Activation of broblast like synoviocytes produces a broad array of cell (-)-MK 801 Maleate surface and soluble mediators that assist to recruit, retain, and activate cells in the immune method and resident joint cells, foremost for the promotion of ongoing inammation and tissue destruction.
B cells produce autoantibodies, could act as antigen presenting cells, secrete proinammatory (-)-MK 801 Maleate cytokines such as IL 6, and regulate T cells. In addition to possibly acting as antigen presenting cells, B cells produce immunoglobulins and secrete cytokines, perpetuating inammation. Depletion of B cells is a logical therapeutic strategy that should provide a reduction in immunoinammatory components. B cell related potential targets include B lymphocyte stimulator and the proliferation inducing ligand APRIL. Both assist the survival, proliferation, and antigen presentation of B cells. An exploratory phase IB trial of the recombinant fusion protein atacicept, which binds and neutralises B lymphocyte stimulator and APRIL, was recently completed.
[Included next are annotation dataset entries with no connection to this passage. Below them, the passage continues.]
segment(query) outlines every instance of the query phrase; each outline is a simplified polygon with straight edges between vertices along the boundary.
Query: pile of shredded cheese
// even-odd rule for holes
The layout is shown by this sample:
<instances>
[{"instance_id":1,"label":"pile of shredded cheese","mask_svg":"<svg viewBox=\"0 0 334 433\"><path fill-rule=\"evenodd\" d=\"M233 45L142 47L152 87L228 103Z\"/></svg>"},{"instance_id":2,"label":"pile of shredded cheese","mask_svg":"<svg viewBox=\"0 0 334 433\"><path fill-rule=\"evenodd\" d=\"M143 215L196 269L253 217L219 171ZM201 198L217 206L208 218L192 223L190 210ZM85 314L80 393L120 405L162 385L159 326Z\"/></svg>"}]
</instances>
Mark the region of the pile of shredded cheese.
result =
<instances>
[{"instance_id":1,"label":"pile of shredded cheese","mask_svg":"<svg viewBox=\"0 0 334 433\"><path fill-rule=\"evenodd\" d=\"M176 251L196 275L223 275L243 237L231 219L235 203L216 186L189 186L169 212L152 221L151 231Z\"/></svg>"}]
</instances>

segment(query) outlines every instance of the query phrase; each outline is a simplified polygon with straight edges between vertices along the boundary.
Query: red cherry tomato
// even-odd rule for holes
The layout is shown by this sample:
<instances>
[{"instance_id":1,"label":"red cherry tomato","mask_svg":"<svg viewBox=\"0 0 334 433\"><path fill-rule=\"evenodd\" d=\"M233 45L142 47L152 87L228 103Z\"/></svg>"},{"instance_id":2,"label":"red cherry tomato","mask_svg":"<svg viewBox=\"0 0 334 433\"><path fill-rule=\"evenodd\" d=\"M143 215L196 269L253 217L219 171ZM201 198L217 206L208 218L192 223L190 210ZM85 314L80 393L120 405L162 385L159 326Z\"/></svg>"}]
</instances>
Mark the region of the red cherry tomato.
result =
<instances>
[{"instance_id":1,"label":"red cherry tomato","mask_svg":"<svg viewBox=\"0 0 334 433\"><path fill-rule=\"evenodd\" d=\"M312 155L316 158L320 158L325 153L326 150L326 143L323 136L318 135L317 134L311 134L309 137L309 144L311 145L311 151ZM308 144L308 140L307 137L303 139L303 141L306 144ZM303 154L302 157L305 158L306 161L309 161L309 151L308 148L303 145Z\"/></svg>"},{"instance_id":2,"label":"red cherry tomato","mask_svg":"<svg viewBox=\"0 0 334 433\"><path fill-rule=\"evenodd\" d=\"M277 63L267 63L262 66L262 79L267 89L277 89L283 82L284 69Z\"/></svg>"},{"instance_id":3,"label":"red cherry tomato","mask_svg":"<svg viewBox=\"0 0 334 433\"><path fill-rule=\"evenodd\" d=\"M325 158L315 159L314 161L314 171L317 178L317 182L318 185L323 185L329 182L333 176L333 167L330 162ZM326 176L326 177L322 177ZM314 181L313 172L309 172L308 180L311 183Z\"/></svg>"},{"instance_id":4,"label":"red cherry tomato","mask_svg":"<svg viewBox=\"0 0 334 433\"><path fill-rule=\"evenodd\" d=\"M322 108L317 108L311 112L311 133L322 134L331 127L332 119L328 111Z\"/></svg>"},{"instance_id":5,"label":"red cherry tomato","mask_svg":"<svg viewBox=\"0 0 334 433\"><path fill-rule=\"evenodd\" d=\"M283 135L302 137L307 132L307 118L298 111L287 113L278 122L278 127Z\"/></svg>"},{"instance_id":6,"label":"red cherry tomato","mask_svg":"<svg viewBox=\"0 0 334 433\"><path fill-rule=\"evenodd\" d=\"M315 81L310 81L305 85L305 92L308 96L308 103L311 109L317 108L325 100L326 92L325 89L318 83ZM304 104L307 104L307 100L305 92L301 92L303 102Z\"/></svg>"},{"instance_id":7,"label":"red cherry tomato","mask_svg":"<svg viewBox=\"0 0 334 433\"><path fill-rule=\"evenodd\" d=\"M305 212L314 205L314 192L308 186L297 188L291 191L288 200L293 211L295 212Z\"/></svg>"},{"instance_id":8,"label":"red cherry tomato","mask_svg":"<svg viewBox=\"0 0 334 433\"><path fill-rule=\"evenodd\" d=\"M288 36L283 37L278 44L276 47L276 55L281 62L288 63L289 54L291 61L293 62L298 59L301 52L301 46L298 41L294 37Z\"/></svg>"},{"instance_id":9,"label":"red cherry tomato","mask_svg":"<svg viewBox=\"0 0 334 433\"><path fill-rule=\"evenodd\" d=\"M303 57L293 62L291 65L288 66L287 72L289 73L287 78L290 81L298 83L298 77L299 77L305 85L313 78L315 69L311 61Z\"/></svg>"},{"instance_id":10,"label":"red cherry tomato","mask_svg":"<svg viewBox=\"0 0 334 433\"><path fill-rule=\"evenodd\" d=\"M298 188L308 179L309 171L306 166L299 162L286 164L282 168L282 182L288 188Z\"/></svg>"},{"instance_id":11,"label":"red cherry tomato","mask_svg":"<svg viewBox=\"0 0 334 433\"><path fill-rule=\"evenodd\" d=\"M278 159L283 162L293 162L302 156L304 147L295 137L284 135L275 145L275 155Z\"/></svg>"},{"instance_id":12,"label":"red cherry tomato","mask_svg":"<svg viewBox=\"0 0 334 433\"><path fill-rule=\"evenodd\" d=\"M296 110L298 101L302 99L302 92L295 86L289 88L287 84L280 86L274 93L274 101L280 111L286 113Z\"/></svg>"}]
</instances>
Other areas of research include modulating complement activation to prevent the inux of inammatory cells into the synovium and inhibiting chemokines to prevent PARP the degradation of cartilage and bone. The receptor activator of NF ?B/receptor activator of NF ?B ligand pathway is also being targeted with the aim of regulating the formation and activation of osteoclasts. Lastly, although it is still unclear whether patients who fail one TNF blocker should switch to another TNF blocker or to a drug with a dierent mechanism of action, in RA in the recent past it has been common to try another TNF blocker after treatment with the rst TNF blocker has failed. However, it is possible that TNF is not the crucial cytokine instigating RA in primary nonresponders to anti TNF therapy.
In the event of inadequate ecacy with a TNF inhibitor, some have suggested that switching patients to rituximab is a more eective management strategy than switching to another TNF inhibitor. A prospective cohort study of 318 RA patients found that when the motive for switching to rituximab was TNF inhibitor ineectiveness, disease improvement was signicantly better than with an alternative TNF inhibitor. If the reason for switching is not lack of ecacy, there is no advantage in switching to rituximab.